Prince Lorenz’s brow furrowed—such an odd expression, half masked in the darkness as he stared out at the garden. “Do you really think so?”
“If the way the people in my town speak of it or the joy I see on my ride through the city is anything to go on, then yes.” Cin took a breath, then let it out. “I’m certain I could critique your parent’s leadership if forced—”
“No one would need force me,” the prince muttered.
Cin logged the thought away as he continued, “—but I can’t deny that this particular choice is making me happy.”
“You...” Prince Lorenz turned to him, looking thoughtful.
“You, who came here for this,”—he waved toward the ballroom—“and not for me?” There was a gleam deep in the darkness of his eyes that made Cin’s heart thud.
The prince lifted an eyebrow. “Or so you say, though I haven’t actually seen you dance yet. ”

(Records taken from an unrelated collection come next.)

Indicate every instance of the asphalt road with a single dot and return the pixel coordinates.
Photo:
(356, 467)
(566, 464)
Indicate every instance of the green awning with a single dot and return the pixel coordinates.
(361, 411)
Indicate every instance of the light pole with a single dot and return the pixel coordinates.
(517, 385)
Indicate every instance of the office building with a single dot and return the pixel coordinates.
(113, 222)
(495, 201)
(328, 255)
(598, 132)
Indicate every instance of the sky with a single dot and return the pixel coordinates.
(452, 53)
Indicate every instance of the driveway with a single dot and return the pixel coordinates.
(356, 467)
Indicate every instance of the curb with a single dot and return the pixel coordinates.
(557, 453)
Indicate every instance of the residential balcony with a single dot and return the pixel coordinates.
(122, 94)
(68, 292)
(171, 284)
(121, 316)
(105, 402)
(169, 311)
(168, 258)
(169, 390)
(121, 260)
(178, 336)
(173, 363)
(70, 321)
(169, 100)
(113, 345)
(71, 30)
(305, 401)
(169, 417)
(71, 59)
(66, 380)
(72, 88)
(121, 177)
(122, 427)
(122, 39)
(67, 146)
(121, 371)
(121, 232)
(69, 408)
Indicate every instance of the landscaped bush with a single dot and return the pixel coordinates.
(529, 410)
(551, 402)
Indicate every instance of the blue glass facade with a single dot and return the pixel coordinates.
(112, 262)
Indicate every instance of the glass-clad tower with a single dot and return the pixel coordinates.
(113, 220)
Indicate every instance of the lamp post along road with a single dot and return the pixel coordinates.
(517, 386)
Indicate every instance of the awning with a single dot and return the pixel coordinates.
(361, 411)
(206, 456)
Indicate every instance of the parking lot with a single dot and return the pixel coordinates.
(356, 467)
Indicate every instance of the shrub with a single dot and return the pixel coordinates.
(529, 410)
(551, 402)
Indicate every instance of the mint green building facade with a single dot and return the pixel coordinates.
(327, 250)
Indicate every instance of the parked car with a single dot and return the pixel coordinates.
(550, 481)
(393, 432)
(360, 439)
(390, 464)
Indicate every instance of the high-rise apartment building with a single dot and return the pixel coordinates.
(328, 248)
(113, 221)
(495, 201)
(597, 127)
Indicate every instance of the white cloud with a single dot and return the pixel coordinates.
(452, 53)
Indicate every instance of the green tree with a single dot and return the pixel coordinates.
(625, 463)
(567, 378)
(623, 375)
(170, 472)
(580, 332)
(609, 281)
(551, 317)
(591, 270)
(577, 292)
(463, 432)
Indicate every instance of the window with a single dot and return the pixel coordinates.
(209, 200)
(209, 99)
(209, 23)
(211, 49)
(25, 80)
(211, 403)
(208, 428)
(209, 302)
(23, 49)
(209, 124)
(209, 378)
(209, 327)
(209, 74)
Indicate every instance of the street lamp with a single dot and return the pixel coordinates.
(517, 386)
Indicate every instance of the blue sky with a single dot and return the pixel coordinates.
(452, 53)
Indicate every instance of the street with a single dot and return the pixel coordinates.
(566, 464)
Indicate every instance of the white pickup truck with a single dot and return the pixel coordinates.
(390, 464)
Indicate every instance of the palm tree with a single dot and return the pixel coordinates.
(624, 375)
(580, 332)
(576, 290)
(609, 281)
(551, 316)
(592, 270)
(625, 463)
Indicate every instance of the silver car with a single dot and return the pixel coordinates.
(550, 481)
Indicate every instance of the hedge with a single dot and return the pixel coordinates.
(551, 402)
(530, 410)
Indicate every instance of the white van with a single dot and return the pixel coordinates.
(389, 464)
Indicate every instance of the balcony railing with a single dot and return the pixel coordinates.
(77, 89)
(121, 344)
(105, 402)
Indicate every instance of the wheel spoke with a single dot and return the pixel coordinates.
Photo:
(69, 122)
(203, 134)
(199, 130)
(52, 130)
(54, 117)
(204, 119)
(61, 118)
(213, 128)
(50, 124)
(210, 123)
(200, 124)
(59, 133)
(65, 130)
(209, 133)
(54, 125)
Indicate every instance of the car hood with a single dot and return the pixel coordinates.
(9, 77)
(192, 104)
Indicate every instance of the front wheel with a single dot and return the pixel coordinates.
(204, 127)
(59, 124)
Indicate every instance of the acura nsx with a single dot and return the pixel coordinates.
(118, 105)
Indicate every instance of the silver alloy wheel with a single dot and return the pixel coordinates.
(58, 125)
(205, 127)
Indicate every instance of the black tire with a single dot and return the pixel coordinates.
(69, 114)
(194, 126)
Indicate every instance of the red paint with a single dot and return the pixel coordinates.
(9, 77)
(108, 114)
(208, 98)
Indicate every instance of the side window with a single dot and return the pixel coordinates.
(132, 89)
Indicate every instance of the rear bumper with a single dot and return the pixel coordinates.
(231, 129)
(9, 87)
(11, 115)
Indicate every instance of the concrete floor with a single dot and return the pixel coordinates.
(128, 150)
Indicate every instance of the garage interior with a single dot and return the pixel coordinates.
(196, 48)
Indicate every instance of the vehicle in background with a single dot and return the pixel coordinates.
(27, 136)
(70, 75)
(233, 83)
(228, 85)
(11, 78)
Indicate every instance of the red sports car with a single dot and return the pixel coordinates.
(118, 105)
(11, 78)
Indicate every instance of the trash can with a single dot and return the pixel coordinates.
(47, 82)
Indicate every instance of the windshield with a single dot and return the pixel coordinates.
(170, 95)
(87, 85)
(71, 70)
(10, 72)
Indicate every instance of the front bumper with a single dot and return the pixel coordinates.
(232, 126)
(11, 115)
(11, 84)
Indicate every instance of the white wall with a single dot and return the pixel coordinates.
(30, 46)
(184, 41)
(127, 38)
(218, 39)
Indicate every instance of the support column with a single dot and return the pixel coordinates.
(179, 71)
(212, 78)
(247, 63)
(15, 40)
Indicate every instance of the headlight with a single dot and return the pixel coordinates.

“Dancing isn’t all there is to a party,” Cin objected. “There’s food, and music, and people, and lights.”
“People and lights can be found in most places. If you’re here for food and music, but not dancing or the wooing of the most eligible man in the kingdom, then you’re missing half the reason for the ball.”
Cin crossed his arms, looking up at the prince. “Does it count, when the most eligible man in the kingdom doesn’t want to be wooed?”